10.3 All guidelines and notices submitted by an insurer pursuant to Sections 5.4, 8.3 or 9.0 of this regulation that are in the possession of or control of the Department shall be confidential by law and privileged, shall not be subject to this State's Freedom of Information Act, 29 Del.C. §§10001, et. seq., shall not be subject to subpoena, and shall not be subject to discovery or admissible in evidence in any private civil action.

 

11.0 Accounting and Reporting

Derivative transactions permitted by this regulation shall be accounted for and reported in accordance with the NAIC manuals, including the National Association of Insurance Commissioners Accounting Practices and Procedures Manual and the Annual Statement Instructions Manuals.

 

12.0 Waiver

The Department may, in its discretion, from time to time waive one or more of the requirements contained in this regulation upon the written request of an insurer and a reasonable showing of the need for such waiver.

 

13.0 Existing Derivative Instruments

13.1 Notwithstanding any other requirement of this regulation, any particular derivative instrument held by an insurer on the effective date of this regulation which was a legal investment at the time it was made, and which the insurer was legally entitled to possess immediately prior to such date, shall be deemed to be an eligible investment for so long as it is held by such insurer.
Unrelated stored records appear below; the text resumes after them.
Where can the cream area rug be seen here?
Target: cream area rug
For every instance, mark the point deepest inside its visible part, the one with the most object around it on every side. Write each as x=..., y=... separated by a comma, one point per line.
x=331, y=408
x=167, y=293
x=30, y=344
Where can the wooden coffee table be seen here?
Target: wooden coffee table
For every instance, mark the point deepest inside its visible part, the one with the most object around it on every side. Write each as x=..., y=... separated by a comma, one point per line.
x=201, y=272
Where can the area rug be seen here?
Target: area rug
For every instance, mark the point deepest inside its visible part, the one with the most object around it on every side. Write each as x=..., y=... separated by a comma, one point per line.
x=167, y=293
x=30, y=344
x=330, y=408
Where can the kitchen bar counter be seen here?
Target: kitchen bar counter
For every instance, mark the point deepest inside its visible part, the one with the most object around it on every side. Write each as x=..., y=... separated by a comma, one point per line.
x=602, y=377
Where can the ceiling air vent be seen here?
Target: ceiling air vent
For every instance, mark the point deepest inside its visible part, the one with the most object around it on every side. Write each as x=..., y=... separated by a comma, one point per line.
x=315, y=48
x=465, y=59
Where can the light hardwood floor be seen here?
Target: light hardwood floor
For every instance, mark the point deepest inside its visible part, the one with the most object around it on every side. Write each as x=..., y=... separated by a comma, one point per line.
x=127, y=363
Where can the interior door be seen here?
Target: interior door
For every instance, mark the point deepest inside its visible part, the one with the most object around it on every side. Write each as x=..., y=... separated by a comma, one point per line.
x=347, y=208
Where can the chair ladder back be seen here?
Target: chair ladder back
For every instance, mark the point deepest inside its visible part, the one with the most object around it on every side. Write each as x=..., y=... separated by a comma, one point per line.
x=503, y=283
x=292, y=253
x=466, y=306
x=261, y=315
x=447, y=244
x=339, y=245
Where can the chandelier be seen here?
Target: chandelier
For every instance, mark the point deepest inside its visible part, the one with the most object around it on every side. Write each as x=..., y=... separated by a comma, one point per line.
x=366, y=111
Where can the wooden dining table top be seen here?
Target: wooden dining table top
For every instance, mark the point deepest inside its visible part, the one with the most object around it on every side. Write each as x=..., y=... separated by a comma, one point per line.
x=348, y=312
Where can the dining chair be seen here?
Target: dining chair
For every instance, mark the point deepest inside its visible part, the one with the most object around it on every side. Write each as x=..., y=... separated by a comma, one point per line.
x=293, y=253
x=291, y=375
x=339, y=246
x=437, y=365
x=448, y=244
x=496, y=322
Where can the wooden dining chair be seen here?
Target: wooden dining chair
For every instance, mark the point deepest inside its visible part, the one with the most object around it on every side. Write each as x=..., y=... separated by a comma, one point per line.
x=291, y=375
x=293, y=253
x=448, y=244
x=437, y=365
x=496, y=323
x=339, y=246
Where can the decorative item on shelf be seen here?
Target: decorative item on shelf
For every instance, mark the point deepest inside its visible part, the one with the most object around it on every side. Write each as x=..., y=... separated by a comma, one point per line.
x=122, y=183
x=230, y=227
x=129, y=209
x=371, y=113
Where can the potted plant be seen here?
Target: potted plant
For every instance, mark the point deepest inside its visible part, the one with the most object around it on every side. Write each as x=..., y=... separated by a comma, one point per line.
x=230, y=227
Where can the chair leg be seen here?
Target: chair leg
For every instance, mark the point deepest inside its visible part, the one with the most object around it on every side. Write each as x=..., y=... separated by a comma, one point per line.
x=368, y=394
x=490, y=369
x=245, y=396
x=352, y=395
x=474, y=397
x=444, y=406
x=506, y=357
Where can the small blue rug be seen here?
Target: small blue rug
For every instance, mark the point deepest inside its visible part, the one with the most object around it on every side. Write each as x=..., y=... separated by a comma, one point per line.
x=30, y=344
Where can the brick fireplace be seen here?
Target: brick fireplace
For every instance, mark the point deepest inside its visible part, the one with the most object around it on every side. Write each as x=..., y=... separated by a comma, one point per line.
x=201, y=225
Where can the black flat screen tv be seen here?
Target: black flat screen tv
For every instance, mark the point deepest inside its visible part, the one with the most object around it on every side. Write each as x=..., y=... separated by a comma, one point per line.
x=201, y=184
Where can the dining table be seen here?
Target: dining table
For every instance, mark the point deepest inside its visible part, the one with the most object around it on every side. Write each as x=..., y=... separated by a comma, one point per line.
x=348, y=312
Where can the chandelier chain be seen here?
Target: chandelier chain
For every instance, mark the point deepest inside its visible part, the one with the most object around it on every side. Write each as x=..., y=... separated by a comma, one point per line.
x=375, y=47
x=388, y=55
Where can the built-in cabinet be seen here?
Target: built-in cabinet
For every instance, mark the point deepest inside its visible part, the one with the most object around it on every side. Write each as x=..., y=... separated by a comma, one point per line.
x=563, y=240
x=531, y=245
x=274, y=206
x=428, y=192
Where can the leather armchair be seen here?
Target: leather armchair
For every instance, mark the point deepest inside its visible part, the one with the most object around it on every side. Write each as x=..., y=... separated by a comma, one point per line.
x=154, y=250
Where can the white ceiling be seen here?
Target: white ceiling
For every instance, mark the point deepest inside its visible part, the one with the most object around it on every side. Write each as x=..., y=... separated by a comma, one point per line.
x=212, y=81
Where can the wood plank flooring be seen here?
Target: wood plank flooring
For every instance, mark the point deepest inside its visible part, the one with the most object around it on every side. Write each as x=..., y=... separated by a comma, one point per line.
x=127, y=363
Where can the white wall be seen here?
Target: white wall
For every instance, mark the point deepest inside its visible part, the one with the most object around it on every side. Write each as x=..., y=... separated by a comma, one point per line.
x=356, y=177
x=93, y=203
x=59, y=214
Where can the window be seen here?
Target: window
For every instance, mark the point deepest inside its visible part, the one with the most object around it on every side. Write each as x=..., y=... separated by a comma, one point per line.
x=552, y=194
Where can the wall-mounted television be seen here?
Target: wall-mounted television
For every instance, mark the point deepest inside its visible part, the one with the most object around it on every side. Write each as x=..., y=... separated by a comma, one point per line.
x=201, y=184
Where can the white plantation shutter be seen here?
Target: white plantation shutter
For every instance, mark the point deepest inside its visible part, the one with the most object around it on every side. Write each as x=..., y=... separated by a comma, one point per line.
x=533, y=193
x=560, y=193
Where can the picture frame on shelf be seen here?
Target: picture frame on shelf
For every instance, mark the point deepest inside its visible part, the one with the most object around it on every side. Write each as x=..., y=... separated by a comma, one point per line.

13.2 Each insurer shall be permitted to use derivative instruments during the period from the effective date of this regulation until the date it is required to make its first informational filing pursuant to Section 9.2 of this regulation, provided that such insurer reasonably believes that such derivatives use is consistent with this regulation. Thereafter, insurers shall use derivative instruments in accordance with the guidelines filed with the Department pursuant to Section 9.2.

 

14.0 Severability

If any provision of this regulation or the application of any such provision to any person or circumstance shall be held invalid, the remainder of such provisions, and the application of such provision to any person or circumstance other than those as to which it is held invalid, shall not be affected.

 

15.0 Effective Date

This regulation shall become effective on November 12, 2014.

18 DE Reg. 393 (11/01/14)

 

 

Last Updated: December 12 2018 22:41:11.